而且刚才顾柬分析我的病情还说,如果不打算把我送去精神病院的话,我身上的不可控因素还是很多,无论阿闫和黎凉作为朋友还是亲人陪伴在我身边,也不能天天二十四小时看护着我,所以一旦有疏忽我真说不定会怎么做、做什么。
久而久之,我还会把病发展成为人格分裂、恐惧症、分裂情感双相障碍等。我的病情,那就完全没有乐观之势了。
我默默挣离阿闫的怀抱,一双眼眸却通红。我的身高虽过一米六五,但也才刚到阿闫的锁骨处,还需仰头望向他。
神情纠结着,我一时也不知道该说什么,阿闫和黎凉都是为了我好,但在某一种程度上来看,我总觉得他们背叛了我。

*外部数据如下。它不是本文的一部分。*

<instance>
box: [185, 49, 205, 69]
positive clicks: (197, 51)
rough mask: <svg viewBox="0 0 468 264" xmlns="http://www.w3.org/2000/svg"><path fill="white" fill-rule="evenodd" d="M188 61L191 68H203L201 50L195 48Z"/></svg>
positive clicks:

我又开始感觉自己像是水中浮木,江心空空荡荡,只剩我一个人漫长而毫无目的地漂流。
阿闫看着我,身板挺得笔直,其实他刚康复不久,久站对他来说仍有些吃力。
我听到他发出的若有若无的叹息声,察觉到他往前迈出的步子,最后感觉额头上传来了一道冰凉的吻。
我的眼眸涌入一瞬间的惊诧,表情懵懂地问他:“这算什么意思呢?”
他明明说过自己已经有喜欢的人,那这样对我又真的是在对待妹妹吗?
“你是不是把我当成她了?”
因为我和季佳芮有太多的相似性,所以刚才他才会如此情不自禁?
“可是阿闫,我是sofia啊,你能不能记住我?”我语气叹惋,头深深埋了下来。
只剩下发丝在细碎的阳光中闪出璀璨的光泽。
当时我心里究竟是怎么想的?
我只是觉得季佳宴再经过一年半载的康复训练,身体上的残疾说不定就不是问题。现在他掌握着季家企业的大部分家产,连季佳芮都需要仰仗于他。以后他没了软肋与短处,我就更难撬动他的墙角。

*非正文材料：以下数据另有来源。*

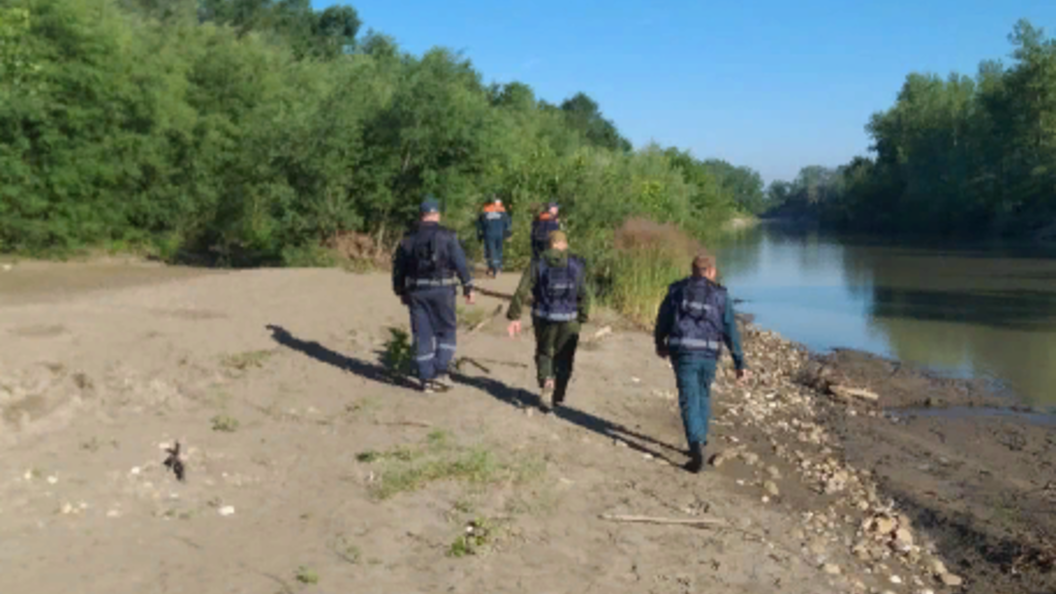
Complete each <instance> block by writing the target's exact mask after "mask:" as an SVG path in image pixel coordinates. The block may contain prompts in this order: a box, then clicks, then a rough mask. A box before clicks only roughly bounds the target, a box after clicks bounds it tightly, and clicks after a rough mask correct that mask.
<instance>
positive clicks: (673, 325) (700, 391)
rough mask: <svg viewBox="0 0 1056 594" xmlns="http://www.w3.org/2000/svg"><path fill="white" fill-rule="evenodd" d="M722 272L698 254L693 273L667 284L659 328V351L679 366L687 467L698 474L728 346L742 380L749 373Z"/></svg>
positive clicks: (690, 469)
mask: <svg viewBox="0 0 1056 594" xmlns="http://www.w3.org/2000/svg"><path fill="white" fill-rule="evenodd" d="M717 274H718V271H717V268H716V263H715V259H714V257H712V256H708V255H701V256H697V257H696V258H695V259H694V260H693V275H692V276H691V277H689V278H685V279H683V280H680V281H678V282H676V283H674V284H672V285H671V286H668V289H667V295H666V297H665V298H664V300H663V302H662V303H661V304H660V312H659V313H658V315H657V321H656V330H655V331H654V339H655V341H656V351H657V355H659V356H660V357H662V358H667V357H671V363H672V367H674V369H675V378H676V380H677V384H678V406H679V408H680V409H681V412H682V426H683V428H684V429H685V441H686V442H687V444H689V447H690V451H689V453H690V461H689V463H686V465H685V466H684V468H685V469H686V470H689V471H691V472H699V471H700V470H701V469H702V468H703V465H704V454H703V449H704V447H705V446H706V445H708V423H709V416H710V413H711V410H710V409H711V401H710V391H711V385H712V380H713V379H714V378H715V369H716V365H717V361H718V357H719V352H720V350H721V348H722V345H723V344H724V345H725V346H727V348H728V349H730V354H731V355H732V357H733V363H734V367H735V369H736V371H737V379H738V382H742V380H743V379H744V378H746V377H747V376H748V374H749V372H748V370H747V368H746V366H744V354H743V352H742V351H741V347H740V335H739V334H738V332H737V323H736V320H735V318H734V311H733V300H732V299H730V296H729V295H728V293H727V290H725V287H724V286H722V285H720V284H718V283H717V282H715V278H716V276H717Z"/></svg>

我要是能趁在伦敦这段时间把季佳宴拿下,那我就不愁回国后没人给我铺路。
说我自私也好,说我没心没肺也罢,我只清楚如果我想报仇,这就是我所能走的最顺畅的捷径。
而季佳宴还妄想把我送进精神病院,我要是不表现得乖巧、可怜一些,又怎么能换来他的心疼?
至于昨天求死不成,我也打算放弃这些悲观的念头,杜绝恋爱脑,一心搞事业。
现在我踏出了第一步,就看季佳宴能不能愿者上钩了。
我的眼尾闪着泪光,巴掌大的小脸上神情显得特别委屈,阿闫的心一下就软了,也有一瞬间的惊慌:“我不是那个意思……我没有把你们混淆……”
可刚才为什么他会做出这样的举动来呢?
总不能说他有恋妹癖吧。
一时之间不知从何开始解释,最后阿闫以陪我出去逛玩一天为赔罪条件。